The following string should be converted into valid RTF code:
Hello World 🧛🏽♂️😀
My method gives me this back:
Hello World 1F9DB 1F3FD\uc0\u8205 \uc0\u9794 \uc0\u-497 1F6009
It’s not right. Looking at the RTF output for this string in Apple Pages and Microsoft Word, I get the other results. You can find the RTF files generated by Microsoft Word and Apple Pages here:
Does anyone recognize a pattern to correctly convert these grapheme cluster emojis or has a way for the correct code?
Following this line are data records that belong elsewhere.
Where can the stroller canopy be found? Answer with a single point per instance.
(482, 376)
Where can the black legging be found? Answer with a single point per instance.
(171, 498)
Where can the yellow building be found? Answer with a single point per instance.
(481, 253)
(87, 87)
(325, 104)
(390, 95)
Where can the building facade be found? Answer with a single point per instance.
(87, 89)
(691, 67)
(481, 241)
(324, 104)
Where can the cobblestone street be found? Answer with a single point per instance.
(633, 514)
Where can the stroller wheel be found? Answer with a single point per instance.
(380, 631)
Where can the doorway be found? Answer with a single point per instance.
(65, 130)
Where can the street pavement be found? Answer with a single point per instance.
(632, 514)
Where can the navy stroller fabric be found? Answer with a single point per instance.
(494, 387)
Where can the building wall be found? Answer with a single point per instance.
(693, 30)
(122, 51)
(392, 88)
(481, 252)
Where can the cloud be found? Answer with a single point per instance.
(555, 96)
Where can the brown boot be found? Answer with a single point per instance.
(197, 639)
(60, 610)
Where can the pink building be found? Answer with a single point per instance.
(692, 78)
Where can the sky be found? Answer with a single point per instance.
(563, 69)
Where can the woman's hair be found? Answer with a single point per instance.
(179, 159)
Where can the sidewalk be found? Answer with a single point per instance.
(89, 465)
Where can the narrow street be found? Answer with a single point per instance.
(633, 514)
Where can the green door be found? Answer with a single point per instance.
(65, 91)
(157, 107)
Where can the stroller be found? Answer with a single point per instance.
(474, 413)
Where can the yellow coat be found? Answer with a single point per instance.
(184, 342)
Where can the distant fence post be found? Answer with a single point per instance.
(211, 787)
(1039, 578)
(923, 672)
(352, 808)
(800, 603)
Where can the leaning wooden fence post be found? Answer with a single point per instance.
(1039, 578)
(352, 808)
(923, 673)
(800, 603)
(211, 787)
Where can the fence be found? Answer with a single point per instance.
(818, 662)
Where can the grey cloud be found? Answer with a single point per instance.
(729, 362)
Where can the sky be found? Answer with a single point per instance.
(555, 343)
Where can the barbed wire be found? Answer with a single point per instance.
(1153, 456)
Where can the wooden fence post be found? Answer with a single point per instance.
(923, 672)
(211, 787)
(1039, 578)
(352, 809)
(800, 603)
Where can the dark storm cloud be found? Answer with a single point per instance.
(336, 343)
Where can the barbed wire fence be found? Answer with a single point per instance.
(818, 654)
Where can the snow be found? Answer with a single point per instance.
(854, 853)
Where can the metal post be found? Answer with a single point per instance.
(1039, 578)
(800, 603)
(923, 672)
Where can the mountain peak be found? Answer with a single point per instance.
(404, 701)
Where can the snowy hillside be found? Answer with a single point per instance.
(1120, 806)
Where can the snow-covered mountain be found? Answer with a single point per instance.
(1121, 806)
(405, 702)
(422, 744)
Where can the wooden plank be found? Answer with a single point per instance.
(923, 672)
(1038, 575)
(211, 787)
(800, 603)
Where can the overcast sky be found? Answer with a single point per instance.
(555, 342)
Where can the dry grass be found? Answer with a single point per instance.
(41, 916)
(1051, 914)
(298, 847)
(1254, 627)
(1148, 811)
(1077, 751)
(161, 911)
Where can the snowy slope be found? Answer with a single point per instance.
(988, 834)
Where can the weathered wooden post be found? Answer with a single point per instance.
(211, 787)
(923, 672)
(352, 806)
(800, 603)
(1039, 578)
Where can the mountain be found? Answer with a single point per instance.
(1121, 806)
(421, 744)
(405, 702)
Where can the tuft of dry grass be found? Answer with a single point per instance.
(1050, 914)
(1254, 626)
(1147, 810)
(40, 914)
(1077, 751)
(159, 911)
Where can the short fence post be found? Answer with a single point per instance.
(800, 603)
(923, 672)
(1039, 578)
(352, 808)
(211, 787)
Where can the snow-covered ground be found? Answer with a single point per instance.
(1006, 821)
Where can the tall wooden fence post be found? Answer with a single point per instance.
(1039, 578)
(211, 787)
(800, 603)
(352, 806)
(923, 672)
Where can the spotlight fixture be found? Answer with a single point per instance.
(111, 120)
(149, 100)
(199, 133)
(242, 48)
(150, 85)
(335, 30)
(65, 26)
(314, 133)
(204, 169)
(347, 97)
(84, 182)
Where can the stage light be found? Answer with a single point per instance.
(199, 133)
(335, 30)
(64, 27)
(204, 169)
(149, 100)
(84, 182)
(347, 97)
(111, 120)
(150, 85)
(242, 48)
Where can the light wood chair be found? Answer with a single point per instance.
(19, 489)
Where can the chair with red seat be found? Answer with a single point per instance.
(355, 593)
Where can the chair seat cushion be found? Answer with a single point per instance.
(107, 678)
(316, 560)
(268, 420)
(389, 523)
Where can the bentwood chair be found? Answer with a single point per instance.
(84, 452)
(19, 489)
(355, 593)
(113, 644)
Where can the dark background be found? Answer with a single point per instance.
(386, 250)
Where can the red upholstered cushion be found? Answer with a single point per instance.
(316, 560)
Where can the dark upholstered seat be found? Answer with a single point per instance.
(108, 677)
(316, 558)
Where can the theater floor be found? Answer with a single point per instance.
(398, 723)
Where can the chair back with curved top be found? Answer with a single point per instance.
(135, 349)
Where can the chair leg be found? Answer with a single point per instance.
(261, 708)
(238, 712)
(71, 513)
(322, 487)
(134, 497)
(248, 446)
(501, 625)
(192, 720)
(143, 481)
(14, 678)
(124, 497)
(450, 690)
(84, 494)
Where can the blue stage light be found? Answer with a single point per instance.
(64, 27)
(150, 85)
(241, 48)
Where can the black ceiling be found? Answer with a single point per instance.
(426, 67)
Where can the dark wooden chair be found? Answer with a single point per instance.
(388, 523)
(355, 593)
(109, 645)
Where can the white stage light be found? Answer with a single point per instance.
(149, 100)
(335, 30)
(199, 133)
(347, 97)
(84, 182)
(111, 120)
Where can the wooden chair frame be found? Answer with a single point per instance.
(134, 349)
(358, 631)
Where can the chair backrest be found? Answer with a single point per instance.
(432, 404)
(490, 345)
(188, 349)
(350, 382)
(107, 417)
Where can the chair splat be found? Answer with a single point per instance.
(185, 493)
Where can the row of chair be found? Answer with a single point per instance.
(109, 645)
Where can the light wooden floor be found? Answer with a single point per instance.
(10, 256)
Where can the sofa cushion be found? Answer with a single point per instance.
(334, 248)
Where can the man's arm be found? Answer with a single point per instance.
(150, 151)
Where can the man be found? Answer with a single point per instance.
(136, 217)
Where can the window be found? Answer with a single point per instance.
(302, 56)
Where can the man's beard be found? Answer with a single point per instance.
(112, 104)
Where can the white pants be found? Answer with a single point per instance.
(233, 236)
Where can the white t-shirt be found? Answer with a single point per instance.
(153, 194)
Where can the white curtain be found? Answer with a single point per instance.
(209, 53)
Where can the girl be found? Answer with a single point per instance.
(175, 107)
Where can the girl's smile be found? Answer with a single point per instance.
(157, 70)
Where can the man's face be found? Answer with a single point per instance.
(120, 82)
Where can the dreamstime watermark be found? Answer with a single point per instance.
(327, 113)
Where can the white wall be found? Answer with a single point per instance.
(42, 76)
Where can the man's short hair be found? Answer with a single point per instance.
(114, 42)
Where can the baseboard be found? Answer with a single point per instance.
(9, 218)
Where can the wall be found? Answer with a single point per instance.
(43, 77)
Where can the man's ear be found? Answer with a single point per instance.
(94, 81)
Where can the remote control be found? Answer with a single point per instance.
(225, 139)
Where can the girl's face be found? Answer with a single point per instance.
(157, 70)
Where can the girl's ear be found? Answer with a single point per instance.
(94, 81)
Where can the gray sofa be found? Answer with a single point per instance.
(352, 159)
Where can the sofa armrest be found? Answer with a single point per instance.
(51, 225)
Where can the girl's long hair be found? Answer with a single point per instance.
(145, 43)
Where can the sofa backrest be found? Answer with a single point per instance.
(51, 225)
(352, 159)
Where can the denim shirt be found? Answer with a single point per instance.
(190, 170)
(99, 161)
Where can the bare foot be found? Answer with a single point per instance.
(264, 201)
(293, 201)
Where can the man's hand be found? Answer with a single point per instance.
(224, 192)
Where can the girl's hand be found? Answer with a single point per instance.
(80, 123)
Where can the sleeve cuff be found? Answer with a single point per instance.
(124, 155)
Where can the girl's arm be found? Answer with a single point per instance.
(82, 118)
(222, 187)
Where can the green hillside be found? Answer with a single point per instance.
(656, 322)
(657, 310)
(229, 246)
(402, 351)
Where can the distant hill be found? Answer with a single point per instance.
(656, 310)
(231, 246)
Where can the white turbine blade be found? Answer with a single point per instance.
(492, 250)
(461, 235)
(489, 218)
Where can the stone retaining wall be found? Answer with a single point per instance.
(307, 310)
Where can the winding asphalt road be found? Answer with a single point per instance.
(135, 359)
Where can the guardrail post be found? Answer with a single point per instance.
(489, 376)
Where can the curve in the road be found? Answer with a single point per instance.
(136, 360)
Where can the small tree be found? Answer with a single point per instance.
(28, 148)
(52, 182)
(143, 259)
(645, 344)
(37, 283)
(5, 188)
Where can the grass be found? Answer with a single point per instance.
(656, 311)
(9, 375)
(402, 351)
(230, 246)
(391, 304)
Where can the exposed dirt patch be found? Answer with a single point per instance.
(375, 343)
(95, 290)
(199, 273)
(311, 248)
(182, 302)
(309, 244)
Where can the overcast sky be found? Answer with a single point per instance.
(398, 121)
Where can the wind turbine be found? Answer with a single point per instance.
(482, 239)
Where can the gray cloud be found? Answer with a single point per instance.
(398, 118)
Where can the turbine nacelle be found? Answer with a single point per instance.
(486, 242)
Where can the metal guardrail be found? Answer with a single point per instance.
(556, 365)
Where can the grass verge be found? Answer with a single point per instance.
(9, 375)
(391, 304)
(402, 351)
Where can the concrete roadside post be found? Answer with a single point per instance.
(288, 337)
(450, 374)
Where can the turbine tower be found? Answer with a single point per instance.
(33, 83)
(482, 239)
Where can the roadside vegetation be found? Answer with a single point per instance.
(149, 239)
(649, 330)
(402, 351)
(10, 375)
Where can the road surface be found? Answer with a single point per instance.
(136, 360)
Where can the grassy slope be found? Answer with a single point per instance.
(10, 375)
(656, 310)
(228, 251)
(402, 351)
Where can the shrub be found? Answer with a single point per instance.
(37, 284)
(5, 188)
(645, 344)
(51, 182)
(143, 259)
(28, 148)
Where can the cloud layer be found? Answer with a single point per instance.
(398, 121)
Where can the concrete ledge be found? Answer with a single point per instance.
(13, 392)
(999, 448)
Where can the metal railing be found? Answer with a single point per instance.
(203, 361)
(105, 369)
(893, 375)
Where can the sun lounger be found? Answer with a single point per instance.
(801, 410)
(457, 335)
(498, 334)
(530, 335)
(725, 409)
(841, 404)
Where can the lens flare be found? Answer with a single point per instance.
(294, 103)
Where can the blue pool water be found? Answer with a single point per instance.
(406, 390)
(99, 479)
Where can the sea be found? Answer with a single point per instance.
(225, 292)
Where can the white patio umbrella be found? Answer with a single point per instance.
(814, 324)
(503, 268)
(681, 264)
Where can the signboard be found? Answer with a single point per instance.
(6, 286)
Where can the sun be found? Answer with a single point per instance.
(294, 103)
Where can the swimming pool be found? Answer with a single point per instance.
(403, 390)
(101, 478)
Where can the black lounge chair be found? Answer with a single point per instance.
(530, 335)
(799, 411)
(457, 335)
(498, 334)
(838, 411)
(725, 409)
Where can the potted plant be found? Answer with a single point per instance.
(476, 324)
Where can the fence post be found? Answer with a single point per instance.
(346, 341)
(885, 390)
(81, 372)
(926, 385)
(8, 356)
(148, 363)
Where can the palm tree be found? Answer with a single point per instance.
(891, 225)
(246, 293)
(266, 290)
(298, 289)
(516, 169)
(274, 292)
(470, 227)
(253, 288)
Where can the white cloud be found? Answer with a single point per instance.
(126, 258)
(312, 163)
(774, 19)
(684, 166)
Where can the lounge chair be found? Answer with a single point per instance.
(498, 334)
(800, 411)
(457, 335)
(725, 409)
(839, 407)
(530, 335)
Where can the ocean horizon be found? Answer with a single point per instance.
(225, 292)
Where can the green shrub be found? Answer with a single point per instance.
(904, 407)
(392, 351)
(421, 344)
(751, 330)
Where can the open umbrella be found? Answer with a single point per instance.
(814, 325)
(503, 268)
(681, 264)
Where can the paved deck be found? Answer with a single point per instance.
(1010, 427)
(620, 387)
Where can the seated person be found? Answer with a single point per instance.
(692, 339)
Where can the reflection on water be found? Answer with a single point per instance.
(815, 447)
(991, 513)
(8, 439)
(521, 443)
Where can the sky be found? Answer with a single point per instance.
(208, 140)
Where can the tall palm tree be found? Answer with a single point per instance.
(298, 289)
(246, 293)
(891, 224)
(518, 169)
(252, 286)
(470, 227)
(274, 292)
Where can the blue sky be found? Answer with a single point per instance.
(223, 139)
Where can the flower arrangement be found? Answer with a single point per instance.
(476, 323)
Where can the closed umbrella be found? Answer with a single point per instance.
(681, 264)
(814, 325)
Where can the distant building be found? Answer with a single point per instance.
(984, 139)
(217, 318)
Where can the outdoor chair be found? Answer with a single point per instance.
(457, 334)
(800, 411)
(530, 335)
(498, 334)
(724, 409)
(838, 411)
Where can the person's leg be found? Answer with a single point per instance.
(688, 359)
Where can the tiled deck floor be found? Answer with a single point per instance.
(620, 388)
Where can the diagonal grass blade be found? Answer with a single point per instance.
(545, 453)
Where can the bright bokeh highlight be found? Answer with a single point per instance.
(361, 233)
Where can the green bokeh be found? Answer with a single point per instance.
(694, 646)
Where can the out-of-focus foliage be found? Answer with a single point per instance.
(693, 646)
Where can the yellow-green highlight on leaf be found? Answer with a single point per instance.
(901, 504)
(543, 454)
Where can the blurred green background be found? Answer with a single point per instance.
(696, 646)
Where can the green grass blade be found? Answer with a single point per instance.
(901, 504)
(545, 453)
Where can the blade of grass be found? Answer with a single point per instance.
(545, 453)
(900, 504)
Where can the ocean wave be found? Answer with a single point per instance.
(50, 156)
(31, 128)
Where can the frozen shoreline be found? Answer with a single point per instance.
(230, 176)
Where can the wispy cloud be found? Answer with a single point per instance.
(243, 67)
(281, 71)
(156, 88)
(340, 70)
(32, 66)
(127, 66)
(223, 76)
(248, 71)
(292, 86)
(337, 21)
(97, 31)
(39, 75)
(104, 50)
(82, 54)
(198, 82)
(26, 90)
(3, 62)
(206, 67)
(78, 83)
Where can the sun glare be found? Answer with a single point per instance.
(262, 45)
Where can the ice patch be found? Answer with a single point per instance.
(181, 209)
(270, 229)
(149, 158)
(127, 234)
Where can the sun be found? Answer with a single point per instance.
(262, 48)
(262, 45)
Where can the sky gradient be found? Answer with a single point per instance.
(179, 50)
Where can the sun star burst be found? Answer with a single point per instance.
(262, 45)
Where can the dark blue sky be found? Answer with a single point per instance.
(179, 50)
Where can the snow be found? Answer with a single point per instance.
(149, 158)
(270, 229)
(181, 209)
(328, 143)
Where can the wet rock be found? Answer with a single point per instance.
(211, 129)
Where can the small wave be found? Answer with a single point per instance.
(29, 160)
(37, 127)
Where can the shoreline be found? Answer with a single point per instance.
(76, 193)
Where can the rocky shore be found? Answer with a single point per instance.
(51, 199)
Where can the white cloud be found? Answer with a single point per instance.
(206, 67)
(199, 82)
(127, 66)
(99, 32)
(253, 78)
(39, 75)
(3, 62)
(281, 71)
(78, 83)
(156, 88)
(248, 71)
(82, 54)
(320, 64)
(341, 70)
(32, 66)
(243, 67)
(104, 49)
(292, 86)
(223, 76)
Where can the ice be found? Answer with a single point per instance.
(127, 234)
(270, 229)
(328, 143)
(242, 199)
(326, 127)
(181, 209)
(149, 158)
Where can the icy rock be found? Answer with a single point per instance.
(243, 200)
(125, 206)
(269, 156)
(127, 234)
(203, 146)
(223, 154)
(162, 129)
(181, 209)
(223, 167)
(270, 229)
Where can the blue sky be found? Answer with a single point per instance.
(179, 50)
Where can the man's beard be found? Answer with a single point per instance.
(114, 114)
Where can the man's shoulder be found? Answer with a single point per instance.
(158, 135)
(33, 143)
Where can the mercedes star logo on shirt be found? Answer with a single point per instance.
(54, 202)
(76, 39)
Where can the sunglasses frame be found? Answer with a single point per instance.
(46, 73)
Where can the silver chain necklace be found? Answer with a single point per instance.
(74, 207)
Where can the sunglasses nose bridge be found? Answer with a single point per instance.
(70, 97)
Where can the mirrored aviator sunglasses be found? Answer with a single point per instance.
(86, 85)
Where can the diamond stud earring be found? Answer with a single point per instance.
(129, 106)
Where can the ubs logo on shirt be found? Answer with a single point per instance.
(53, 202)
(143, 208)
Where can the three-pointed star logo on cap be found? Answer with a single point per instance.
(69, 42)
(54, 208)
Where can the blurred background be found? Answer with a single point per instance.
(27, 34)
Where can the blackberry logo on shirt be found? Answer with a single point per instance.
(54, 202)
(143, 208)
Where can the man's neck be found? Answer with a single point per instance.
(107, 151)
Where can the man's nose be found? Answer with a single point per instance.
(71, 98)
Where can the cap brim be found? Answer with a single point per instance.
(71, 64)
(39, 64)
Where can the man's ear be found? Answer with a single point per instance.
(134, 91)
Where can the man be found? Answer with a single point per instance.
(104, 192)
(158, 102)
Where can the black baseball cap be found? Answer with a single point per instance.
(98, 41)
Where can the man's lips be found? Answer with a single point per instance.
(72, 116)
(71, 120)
Function ToRTF(value As String) As String
Var iCharacterCount As Integer = value.Length - 1
Var sCharacter As String
Var iCodePoint As Integer
Var arsRTF() As String
For i As Integer = 0 To iCharacterCount
sCharacter = value.Middle(i, 1)
iCodePoint = sCharacter.Asc
Select Case iCodePoint
Case 92, 123, 15
arsRTF.AddRow("\" + Encodings.UTF8.Chr(iCodePoint))
Case Is <= 127
arsRTF.AddRow(Encodings.UTF8.Chr(iCodePoint))
Case 128 To 255
arsRTF.AddRow("\'" + Hex(iCodePoint))
Case 256 To 32768
arsRTF.AddRow("\uc0\u" + iCodePoint.ToString + " ")
Case 32769 To 65535
iCodePoint = iCodePoint - 65536
arsRTF.AddRow("\uc0\u" + iCodePoint.ToString + " ")
Else
' I'm not sure this is right. Actually, this is where the
' remaining grapheme cluster emojis should be processed.
arsRTF.AddRow(" " + Hex(iCodePoint))
End Select
Next
Return String.FromArray(arsRTF, "")
End Function
just a guess … but the 1F3FD (skin tone modifier) did not enter the Unicode world until 2015… and I don’t think the RTF spec has changed since about 1902
Surely there are several other emojis that are not composed with 1F3FD but with other connection characters. Do you have an idea how to create a universal code?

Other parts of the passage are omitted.